Geje czasami naprawdę skutecznie się maskują. Na dłuższą metę to nie ma jednak sensu, bo prawda zawsze wyjdzie na jaw. Świadczą o tym historie trzech kobiet – Kamili, Judyty i Hani. Dziewczyny podejrzewają, że ich mężczyźni są odmiennej orientacji. Czy faktycznie mają powody do niepokoju?
Fot. Unsplash.com
Kamila to 22-letnia, impulsywna blondynka. W związku z Darkiem jest od roku. Dziewczyna coraz częściej zaczyna martwić się, że ukochany oszukuje ją w tej najważniejszej sprawie.
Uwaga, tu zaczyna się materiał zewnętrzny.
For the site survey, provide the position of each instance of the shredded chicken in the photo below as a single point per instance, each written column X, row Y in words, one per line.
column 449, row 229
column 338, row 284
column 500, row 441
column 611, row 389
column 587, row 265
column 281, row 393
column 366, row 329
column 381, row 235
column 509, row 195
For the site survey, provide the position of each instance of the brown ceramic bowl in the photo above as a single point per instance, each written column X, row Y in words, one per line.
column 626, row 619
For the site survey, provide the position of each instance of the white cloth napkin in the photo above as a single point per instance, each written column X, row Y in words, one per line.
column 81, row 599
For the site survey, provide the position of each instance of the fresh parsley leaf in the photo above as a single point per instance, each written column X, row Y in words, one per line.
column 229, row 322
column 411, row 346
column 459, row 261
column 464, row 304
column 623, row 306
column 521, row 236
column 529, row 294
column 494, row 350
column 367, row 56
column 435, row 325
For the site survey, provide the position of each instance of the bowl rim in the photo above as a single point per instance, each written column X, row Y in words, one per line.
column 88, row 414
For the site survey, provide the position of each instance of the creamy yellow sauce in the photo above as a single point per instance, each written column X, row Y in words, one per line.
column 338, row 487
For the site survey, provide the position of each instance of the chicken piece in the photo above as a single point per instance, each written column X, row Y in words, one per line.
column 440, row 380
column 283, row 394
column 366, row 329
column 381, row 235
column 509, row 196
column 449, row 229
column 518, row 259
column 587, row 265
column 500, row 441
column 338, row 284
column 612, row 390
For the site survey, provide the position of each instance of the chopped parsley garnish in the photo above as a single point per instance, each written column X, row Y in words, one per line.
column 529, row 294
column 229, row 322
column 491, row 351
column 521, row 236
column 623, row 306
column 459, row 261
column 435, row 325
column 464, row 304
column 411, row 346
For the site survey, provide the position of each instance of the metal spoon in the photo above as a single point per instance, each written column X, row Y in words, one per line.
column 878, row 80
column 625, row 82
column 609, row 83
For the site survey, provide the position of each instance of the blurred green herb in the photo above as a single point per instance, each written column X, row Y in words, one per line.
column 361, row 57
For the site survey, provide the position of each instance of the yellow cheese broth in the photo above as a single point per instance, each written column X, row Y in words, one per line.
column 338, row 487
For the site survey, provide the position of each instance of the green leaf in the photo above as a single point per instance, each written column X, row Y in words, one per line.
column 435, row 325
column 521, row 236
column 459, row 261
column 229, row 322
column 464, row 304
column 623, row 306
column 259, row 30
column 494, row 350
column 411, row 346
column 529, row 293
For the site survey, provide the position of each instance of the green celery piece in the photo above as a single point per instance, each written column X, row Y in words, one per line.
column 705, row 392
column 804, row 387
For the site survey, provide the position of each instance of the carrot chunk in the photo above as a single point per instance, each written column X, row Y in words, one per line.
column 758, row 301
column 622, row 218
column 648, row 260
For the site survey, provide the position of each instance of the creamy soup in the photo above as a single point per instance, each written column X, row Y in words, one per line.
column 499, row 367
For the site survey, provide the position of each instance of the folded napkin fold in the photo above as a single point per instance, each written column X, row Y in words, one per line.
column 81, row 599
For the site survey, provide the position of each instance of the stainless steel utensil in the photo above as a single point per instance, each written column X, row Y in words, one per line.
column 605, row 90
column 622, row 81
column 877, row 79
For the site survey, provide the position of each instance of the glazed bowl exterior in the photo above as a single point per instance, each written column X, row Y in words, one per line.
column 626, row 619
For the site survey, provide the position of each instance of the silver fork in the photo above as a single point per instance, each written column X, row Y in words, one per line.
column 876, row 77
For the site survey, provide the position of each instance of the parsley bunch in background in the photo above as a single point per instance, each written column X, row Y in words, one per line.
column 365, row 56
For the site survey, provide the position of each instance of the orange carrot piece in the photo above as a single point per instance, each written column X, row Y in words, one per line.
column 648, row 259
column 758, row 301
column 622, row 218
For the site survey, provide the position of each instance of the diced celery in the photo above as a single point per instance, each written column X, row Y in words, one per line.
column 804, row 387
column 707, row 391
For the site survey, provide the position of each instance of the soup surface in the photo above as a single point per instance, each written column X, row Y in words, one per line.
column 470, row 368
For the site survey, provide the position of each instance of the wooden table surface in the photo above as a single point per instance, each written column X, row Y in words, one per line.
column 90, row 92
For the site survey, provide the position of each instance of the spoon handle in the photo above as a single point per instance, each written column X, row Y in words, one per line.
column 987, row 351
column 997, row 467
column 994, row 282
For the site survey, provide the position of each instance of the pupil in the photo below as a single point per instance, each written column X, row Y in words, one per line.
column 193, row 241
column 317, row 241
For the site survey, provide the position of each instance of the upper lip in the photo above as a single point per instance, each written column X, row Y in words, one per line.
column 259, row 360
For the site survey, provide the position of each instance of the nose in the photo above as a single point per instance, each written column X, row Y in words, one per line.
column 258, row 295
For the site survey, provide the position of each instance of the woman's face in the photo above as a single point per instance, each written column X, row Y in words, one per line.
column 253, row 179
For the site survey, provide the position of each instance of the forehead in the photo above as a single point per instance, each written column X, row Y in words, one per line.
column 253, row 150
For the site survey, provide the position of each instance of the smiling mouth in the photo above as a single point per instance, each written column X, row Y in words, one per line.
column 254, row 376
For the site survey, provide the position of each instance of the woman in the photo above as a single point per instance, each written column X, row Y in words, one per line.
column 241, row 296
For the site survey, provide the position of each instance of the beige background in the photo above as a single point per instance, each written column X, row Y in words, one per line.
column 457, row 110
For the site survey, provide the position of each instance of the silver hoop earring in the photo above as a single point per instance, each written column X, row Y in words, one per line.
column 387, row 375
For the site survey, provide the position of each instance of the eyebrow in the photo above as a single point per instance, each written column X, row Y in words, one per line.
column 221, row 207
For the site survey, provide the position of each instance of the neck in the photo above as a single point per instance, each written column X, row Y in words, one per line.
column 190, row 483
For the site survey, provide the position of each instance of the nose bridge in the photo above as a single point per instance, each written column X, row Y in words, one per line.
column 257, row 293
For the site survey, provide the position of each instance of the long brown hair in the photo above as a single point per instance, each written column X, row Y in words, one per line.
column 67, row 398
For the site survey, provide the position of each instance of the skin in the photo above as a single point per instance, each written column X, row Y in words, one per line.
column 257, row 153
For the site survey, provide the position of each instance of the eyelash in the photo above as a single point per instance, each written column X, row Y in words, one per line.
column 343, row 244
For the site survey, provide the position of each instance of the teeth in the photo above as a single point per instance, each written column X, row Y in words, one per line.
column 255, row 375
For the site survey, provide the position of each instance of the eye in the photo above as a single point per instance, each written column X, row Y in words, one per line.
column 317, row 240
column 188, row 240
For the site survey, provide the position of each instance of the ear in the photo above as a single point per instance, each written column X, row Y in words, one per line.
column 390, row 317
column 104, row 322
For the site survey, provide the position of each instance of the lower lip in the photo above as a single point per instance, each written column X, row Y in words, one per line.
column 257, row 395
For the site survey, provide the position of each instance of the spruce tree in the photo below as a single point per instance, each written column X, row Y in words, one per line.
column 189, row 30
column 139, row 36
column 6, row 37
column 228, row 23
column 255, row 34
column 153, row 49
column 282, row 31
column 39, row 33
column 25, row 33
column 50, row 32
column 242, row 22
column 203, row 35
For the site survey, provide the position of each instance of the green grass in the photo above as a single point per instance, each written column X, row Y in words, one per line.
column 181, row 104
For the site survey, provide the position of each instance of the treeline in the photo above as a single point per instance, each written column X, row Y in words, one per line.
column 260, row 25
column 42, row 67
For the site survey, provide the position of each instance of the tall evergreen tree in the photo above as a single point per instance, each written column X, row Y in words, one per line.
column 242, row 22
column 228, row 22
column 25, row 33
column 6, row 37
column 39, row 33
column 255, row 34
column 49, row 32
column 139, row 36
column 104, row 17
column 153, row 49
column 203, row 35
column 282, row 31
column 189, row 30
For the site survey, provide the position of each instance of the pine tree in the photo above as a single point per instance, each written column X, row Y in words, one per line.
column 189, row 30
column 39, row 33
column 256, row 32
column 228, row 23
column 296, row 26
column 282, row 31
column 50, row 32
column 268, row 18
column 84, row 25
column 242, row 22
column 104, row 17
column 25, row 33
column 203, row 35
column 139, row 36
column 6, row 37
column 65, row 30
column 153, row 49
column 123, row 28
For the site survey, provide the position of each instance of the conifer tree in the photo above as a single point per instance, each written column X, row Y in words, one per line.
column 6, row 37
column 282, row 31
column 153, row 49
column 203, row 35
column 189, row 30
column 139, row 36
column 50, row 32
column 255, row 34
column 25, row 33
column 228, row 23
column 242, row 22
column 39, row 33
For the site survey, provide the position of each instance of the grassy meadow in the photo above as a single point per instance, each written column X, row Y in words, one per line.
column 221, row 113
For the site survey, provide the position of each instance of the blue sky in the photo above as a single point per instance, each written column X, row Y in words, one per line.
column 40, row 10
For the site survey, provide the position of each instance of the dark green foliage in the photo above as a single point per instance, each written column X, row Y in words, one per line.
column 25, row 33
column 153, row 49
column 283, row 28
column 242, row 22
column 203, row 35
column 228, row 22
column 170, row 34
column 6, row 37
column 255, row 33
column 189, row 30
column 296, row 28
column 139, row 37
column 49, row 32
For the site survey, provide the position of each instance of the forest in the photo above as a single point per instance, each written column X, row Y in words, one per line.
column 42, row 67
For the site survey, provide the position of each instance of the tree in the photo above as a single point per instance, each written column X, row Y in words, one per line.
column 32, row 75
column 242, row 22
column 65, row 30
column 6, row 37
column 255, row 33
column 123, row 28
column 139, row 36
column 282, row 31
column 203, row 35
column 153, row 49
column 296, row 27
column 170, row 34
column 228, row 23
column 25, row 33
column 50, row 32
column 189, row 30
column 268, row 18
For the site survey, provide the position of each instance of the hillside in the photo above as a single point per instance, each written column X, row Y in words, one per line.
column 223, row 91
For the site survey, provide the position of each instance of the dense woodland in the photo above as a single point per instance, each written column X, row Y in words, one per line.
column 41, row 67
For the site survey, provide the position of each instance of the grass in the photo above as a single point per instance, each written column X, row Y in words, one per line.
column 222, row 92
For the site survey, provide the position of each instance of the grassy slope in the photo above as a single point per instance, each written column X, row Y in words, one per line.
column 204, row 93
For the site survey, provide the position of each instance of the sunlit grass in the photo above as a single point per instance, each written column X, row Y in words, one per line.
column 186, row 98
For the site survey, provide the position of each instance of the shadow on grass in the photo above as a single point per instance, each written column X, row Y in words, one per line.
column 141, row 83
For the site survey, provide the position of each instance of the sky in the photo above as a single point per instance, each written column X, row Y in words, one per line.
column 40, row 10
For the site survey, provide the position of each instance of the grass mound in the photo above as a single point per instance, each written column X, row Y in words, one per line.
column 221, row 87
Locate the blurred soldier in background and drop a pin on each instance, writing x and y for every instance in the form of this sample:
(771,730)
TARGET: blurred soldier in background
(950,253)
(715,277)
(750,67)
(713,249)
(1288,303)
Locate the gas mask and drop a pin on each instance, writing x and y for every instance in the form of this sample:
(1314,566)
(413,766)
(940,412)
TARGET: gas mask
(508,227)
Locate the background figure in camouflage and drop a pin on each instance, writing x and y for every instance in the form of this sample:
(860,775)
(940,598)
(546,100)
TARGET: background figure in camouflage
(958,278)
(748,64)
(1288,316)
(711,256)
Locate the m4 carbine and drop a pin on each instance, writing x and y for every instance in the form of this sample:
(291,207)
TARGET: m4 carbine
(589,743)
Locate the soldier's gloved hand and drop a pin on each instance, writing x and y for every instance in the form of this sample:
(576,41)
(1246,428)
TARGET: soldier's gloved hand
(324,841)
Darek ujął mnie swoją kulturą osobistą i delikatnością. Na pierwszym spotkaniu przyniósł mi kwiaty, otwierał drzwi w przejściu, zabierał okrycie i prawił komplementy. Facet starej daty, a do tego przystojny i z dobrej rodziny. Wiedziałam, że musi być mój. Był tak inny od mężczyzn, z którymi spotykałam się do tej pory. Nie dobierał się do mnie, po raz pierwszy pocałował mnie dopiero po miesiącu spotykania się ze sobą i w ogóle nie wspominał o seksie. Minęło pół roku, a ten dalej nic nie mówił na ten temat. Odprowadzał mnie do domu, całował w policzek albo cmokał w usta i odchodził. Pewnego dnia nie wytrzymałam i spytałam go o te sprawy. Odparł, że szanuje mnie tak bardzo, że nie chce ze mną tego zrobić, dopóki oboje nie będziemy siebie pewni tak na serio. Wow – pomyślałam. Który współczesny facet by to zadeklarował? Stwierdziłam, że jestem wielką szczęściarą.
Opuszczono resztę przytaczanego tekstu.